Cette tarification ne supprime pas la taxe d’enlèvement des ordures ménagères, qui demeure acquittée via la taxe foncière. En revanche, elle en modifie la structure. Une part fixe est conservée, avec un taux abaissé par rapport à l’ancienne Teom, tandis qu’une part variable vient s’ajouter selon l’usage réel du service. Cette seconde composante dépend du nombre de levées du bac ou du nombre de sacs déposés dans les bornes, en fonction du mode d’habitat.
Des exemples concrets permettent d’en mesurer le fonctionnement. Un foyer équipé d’un bac de 120 litres et ayant effectué quinze sorties dans l’année supporte une part variable de 53,25 euros. Un ménage ayant déposé 52 sacs de 50 litres dans une borne s’acquitte, lui, de 53,04 euros. Dans les immeubles collectifs, la répartition s’effectue entre les logements à partir de leurs valeurs locatives, afin d’adapter le calcul aux réalités des copropriétés et des bailleurs.
Le 1er juin 2026 marquera une étape importante avec l’entrée dans la phase pleinement opérationnelle du dispositif. À partir de cette date, chaque sortie de bac ou dépôt de sac sera enregistrée pour servir de base au calcul de la facture définitive. Les données collectées entre juin et décembre 2026 apparaîtront sur l’avis de taxe foncière adressé en 2027. Les habitants verront alors concrètement l’impact de leurs habitudes de tri sur le montant à payer.
Un autre changement interviendra dès le 4 mai. L’accès aux bornes réservées aux ordures ménagères ne sera plus possible sans badge nominatif. Les habitants qui n’en disposent pas doivent en faire la demande auprès de Versailles Grand Parc. Un courrier d’information doit aussi être envoyé à l’ensemble des usagers courant mai pour accompagner cette évolution et préciser les modalités pratiques du nouveau système.

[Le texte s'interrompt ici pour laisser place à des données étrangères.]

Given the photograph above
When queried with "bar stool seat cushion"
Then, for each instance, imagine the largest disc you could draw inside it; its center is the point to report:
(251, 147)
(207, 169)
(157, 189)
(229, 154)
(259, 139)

Les foyers disposant d’un badge ou d’un bac individuel pourront consulter leurs données sur un portail numérique dédié. Ils y suivront la production de leurs déchets et accéderont aux informations enregistrées à leur nom. En cas d’absence de clé d’activation, il leur faudra contacter les services compétents pour obtenir les accès nécessaires. Dans les immeubles collectifs, ce sont les syndics ou les bailleurs qui consulteront les informations de la résidence et pourront relayer les éléments utiles aux occupants.
Le message tient en une formule : moins on jette, moins on paie. Pour les habitants, cela change aussi la façon d’utiliser leur poubelle. Il n’a en effet aucun intérêt de sortir un bac à moitié vide, puisque le prix de la collecte reste identique, qu’il soit plein ou non. Attendre qu’il soit rempli constitue donc l’option la plus logique, à la fois pour limiter la facture et pour éviter des collectes inutiles.
Cette logique s’inscrit dans un effort plus large de réduction des déchets. Un guide zéro déchet est mis à disposition pour aider les habitants à adopter les bons réflexes au quotidien. L’enjeu est loin de se limiter à la facture individuelle, car près de 70 % du contenu de la poubelle d’ordures ménagères pourrait être orienté vers d’autres circuits de tri ou de recyclage. Emballages, papier, carton, verre ou textiles représentent autant de matières qui peuvent être mieux valorisées.
La tarification écoresponsable cherche donc à combiner incitation financière, responsabilisation des ménages et amélioration du tri. Les propriétaires bailleurs ont d’ailleurs intérêt à transmettre ces informations à leurs locataires, puisque la Teco fait partie des charges récupérables. À travers ce dispositif, Bailly, Bièvres, Buc et Toussus-le-Noble expérimentent une manière plus fine de gérer les déchets, avec l’objectif d’ancrer des pratiques plus sobres et plus vertueuses.